Yeats now entreats his contemporaries and fellow poets to look to the best models for their art, rather than those ‘unremembering’ artists who have no knowledge of the past or of previous great poets and artists. He implores them to pay tribute to ordinary people from centuries past (‘the peasantry’) before ‘country gentlemen’ of today (who might commission artists to paint for them in return for patronage), and to convey the ‘holiness’ of celibate monks of the Middle Ages, men who have no interest in sex, before turning to the ‘randy’ sex-based humour and songs of ordinary beer-swilling men of today. Yeats wants Irish poets to have a knowledge of their own country’s history and heritage, of all of the people who were killed over the centuries.
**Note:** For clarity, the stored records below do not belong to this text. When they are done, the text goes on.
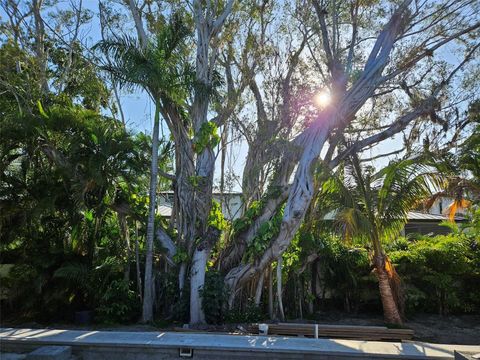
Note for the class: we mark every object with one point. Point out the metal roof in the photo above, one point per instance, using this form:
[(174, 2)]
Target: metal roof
[(419, 216)]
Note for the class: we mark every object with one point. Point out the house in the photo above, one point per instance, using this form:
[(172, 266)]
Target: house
[(425, 223)]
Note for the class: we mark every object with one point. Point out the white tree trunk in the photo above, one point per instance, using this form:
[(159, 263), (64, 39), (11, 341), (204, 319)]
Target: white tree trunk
[(147, 312), (197, 280), (259, 289), (281, 313)]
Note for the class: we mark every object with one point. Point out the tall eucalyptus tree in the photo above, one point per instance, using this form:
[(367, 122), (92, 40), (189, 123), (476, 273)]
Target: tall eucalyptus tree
[(364, 63)]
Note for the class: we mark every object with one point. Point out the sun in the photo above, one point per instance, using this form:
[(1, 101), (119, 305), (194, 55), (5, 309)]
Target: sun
[(322, 99)]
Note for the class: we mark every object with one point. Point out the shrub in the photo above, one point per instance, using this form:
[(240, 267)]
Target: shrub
[(118, 304)]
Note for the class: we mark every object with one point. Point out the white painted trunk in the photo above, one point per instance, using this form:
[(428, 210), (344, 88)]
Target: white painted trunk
[(197, 280), (147, 312), (259, 289), (281, 313)]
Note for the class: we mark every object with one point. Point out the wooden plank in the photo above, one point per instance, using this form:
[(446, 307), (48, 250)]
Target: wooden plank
[(339, 331)]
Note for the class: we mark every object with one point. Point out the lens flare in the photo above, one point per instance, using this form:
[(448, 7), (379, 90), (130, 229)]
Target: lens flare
[(322, 99)]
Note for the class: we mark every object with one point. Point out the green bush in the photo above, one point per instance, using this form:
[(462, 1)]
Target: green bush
[(445, 268), (118, 304)]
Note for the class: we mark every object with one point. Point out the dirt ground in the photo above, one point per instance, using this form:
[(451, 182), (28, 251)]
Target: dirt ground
[(463, 329)]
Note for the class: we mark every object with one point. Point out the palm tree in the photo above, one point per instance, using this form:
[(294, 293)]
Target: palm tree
[(158, 68), (373, 207)]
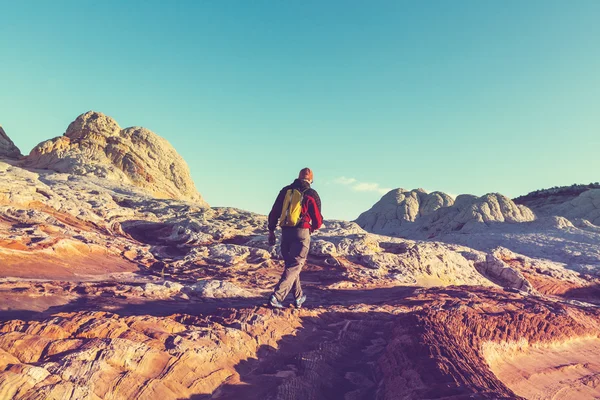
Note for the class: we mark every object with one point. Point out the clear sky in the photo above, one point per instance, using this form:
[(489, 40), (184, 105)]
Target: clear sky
[(459, 96)]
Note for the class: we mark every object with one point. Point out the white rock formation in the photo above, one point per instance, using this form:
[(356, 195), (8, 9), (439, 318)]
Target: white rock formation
[(7, 147), (417, 214), (95, 145), (585, 206), (399, 208)]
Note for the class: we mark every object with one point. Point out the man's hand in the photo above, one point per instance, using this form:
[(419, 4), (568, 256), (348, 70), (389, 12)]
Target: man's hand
[(272, 238)]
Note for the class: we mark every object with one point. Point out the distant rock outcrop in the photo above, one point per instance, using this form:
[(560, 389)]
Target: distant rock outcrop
[(586, 206), (399, 208), (95, 145), (417, 213), (545, 201), (7, 147)]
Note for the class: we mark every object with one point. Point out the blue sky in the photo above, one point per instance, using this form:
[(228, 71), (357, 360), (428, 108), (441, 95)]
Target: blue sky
[(458, 96)]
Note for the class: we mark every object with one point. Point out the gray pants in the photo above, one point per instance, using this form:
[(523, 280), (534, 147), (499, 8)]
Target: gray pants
[(295, 243)]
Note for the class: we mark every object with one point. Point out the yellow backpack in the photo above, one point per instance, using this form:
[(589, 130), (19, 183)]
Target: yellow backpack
[(292, 208)]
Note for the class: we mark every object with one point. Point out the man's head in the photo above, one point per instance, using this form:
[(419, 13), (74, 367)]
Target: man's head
[(306, 174)]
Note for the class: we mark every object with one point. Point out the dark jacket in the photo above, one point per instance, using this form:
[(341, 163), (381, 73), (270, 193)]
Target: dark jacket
[(311, 207)]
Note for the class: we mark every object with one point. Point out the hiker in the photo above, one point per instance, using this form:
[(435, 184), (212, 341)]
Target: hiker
[(298, 211)]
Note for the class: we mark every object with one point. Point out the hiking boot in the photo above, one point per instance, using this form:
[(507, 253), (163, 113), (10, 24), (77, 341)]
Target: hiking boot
[(273, 302), (298, 303)]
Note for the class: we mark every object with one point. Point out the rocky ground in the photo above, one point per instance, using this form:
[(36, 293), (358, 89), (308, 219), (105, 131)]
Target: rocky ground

It is only by knowing these ‘other days’ or previous times that Ireland ‘in coming days’, the Ireland of the future, can be strong as a nation.
VI
Under bare Ben Bulben’s head
In Drumcliff churchyard Yeats is laid,
An ancestor was rector there
Long years ago; a church stands near,
By the road an ancient Cross.
No marble, no conventional phrase,
On limestone quarried near the spot
By his command these words are cut:
Cast a cold eye
On life, on death.
Horseman, pass by!
‘Under Ben Bulben’ concludes with Yeats writing about himself as already dead, declaring that his final resting-place is ‘under bare Ben Bulben’s head’. This seems appropriate since one of his ancestors was rector of the churchyard at Drumcliff, where Yeats is interred. This personal return to one’s ancestry is also in keeping with the broader national, cultural return to the past which Yeats calls for throughout ‘Under Ben Bulben’. A comparison of Yeats’s ‘Under Ben Bulben’ with T. S. Eliot’s own poem about the personal and national links between the past and the present, the past and the future, one’s ancestry and one’s final resting-place, would make for an interesting analysis: ‘In my end is my beginning’ and ‘In my beginning is my end’, Eliot declares in his poem ‘East Coker’.